In the end, Hand Of God’s supernatural elements (they’re not developed enough to be called “religious elements” at this point) serve no deeper purpose than to guide Pernell Harris through the beginnings of a very True Detective-sounding crime plot. (Explaining how things work in town, Harris reveals that his family has ruled it since it was founded by his great-grandfather, echoing the incestuous fiefdom at the heart of T.D.’s Vinci.) Whether Pernell’s visions and conversion are revealed to be genuine or not at this point are irrelevant. They still lead Pernell to Caldwell, who—kidnapped and stabbed in the groin repeatedly by K.D. at Pernell’s instruction—confesses both his culpability in the rape, and that the act itself was merely a cover for some deeper conspiracy. (He conveniently dies before spilling the beans any further.)

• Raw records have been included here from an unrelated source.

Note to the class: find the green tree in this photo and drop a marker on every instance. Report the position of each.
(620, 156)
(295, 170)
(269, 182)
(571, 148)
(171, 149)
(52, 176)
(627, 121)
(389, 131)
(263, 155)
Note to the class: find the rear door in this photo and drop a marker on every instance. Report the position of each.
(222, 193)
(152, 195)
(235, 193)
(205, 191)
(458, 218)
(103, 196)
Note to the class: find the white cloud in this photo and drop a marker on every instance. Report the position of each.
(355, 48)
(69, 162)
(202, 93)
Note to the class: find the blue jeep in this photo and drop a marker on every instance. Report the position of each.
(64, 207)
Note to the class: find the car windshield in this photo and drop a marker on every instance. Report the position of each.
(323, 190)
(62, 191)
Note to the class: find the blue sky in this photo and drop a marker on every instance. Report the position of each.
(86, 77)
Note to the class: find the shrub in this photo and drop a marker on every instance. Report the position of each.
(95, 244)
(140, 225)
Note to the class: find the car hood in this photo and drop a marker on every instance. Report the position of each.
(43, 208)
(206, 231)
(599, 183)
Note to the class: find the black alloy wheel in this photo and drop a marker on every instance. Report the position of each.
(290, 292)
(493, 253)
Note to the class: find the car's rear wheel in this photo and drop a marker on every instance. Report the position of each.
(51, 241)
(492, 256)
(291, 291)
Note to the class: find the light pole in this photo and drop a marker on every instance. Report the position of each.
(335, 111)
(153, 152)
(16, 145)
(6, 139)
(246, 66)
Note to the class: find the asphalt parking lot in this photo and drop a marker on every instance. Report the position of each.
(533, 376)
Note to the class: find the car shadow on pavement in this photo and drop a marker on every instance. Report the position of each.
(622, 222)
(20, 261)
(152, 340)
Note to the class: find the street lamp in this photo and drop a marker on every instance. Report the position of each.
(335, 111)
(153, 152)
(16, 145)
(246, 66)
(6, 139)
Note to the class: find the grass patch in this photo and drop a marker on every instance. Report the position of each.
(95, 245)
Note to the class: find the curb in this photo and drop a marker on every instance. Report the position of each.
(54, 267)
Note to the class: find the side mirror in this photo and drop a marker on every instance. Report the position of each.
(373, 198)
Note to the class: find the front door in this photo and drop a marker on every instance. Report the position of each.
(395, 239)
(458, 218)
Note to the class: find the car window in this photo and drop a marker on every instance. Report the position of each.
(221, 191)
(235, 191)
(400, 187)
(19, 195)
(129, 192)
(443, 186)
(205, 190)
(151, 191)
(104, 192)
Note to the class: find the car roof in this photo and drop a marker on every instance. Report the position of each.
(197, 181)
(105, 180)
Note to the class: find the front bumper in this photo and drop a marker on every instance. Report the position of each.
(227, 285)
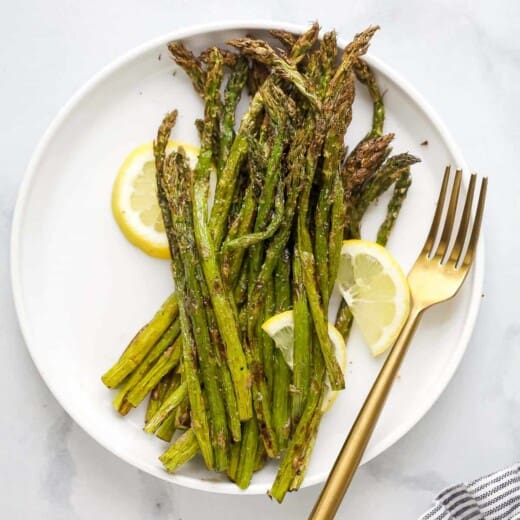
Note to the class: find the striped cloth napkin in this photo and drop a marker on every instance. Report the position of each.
(493, 497)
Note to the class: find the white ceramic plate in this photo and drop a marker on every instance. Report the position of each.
(81, 290)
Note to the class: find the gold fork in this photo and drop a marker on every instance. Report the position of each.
(436, 276)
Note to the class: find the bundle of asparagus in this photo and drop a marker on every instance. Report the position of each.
(287, 194)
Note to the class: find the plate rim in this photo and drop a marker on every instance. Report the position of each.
(85, 89)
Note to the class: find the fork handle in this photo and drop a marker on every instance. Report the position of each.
(352, 451)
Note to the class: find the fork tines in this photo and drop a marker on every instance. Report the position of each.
(459, 255)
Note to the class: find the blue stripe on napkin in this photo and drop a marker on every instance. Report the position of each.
(493, 497)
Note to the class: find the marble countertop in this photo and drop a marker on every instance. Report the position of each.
(464, 56)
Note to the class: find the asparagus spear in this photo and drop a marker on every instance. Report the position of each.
(291, 461)
(156, 397)
(286, 38)
(257, 295)
(234, 460)
(180, 202)
(167, 408)
(199, 421)
(281, 372)
(168, 360)
(232, 95)
(365, 75)
(263, 52)
(340, 115)
(181, 451)
(167, 428)
(227, 180)
(248, 449)
(166, 340)
(302, 343)
(389, 172)
(182, 415)
(142, 343)
(394, 207)
(222, 307)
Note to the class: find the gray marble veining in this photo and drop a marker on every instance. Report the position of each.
(464, 56)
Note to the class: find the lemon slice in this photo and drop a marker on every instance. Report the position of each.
(134, 198)
(376, 291)
(280, 328)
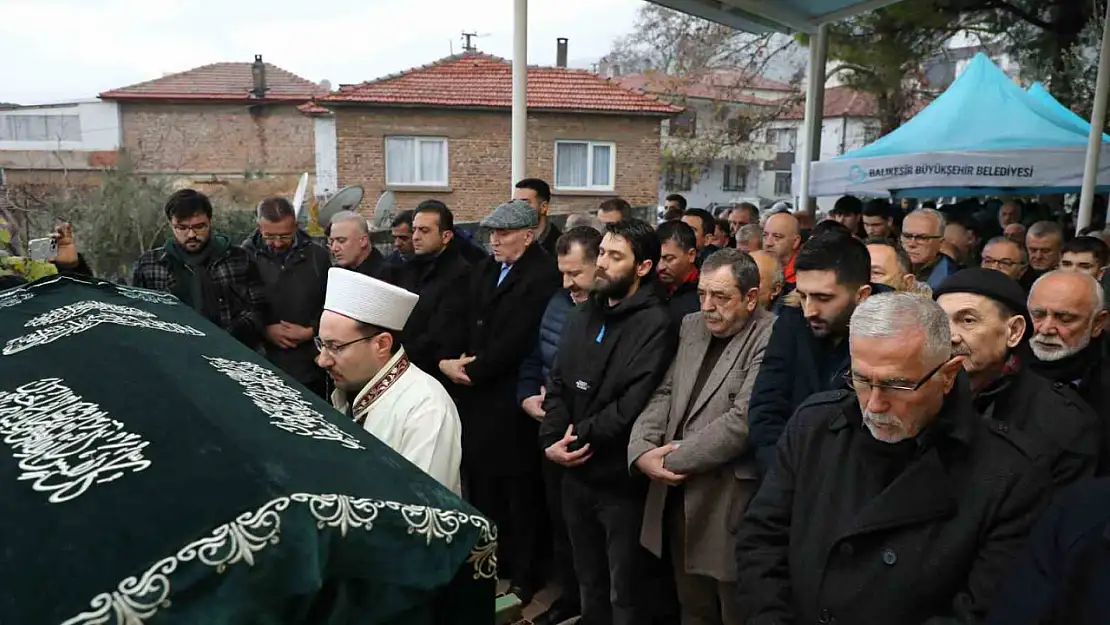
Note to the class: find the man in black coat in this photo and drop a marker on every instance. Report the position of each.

Going forward, Hand Of God will have the luxury of expanding on these elements over nine more episodes, which should allow the plot and performances some time to breathe. And that’s a good thing. Pilots are hard, but they also are representative of the show’s intentions—on the basis of its first installment, Hand Of God has a lot of flaws to address.
Stray observations
- In an episode almost completely devoid of humor, Andre Royo’s slippery energy as Bobo manages a few snatches of energy. When Crystal apologizes for missing his daughter’s wedding, Bobo’s response—“I’m pretty sure you’ll get another shot. That girl’s mighty fickle”—is the one laugh in the entire pilot.
- Royo’s innate charisma aside, saddling him with intestinal distress and having him play a scene with Delany while shitting himself on the can isn’t especially promising for the character’s dignity.
- As ever, Dillahunt’s ability to channel slack-jawed, murder-eyed mania is quite effective, especially when coupled with K.D.’s fundamentalist certitude.
- I’m rooting for Perlman—the man deserves a star vehicle (apart from the one with the horns, of course). And the more he can growl lines like this, the better: “You’re talking in a tone that implies an authority I don’t think you possess, Dr. Williams. Now get the fuck out of my way.”
- Speaking of True Detective, Pernell’s line “It’s like my dick just stays hard but I don’t need pussy. I need justice for P.J.” brought back unwelcome echoes of Vince Vaughn’s “It’s like blueballs—in your heart.” Good actor versus failed hard-boiled dialogue is always a mismatch.
- That being said, I call a draw between Royo and “He is a microscopic speck of paint in the big picture I’m painting.”
- Tal really does as much as she can here. Her speech before disconnecting P.J. (halted by Pernell’s court order at the last minute) is especially fine: “Everything is not going to be okay. And I am not going to get over this someday. I don’t even know who I am without you.”
- Hi, gang. I’m Dennis, and I’ll be your reviewer for the entire season of Hand Of God. I’m going to be watching and reviewing these episodes one at a time. I know that online series are ripe for binge-watching—and go for it, if that’s your bag—but we’re observing a strict “no spoilers” rule in the comments. Seriously, no one benefits from someone revealing what’s coming up, and anyone who does that is going to be flagged and deleted to smithereens. Don’t be that person. Nobody likes that person.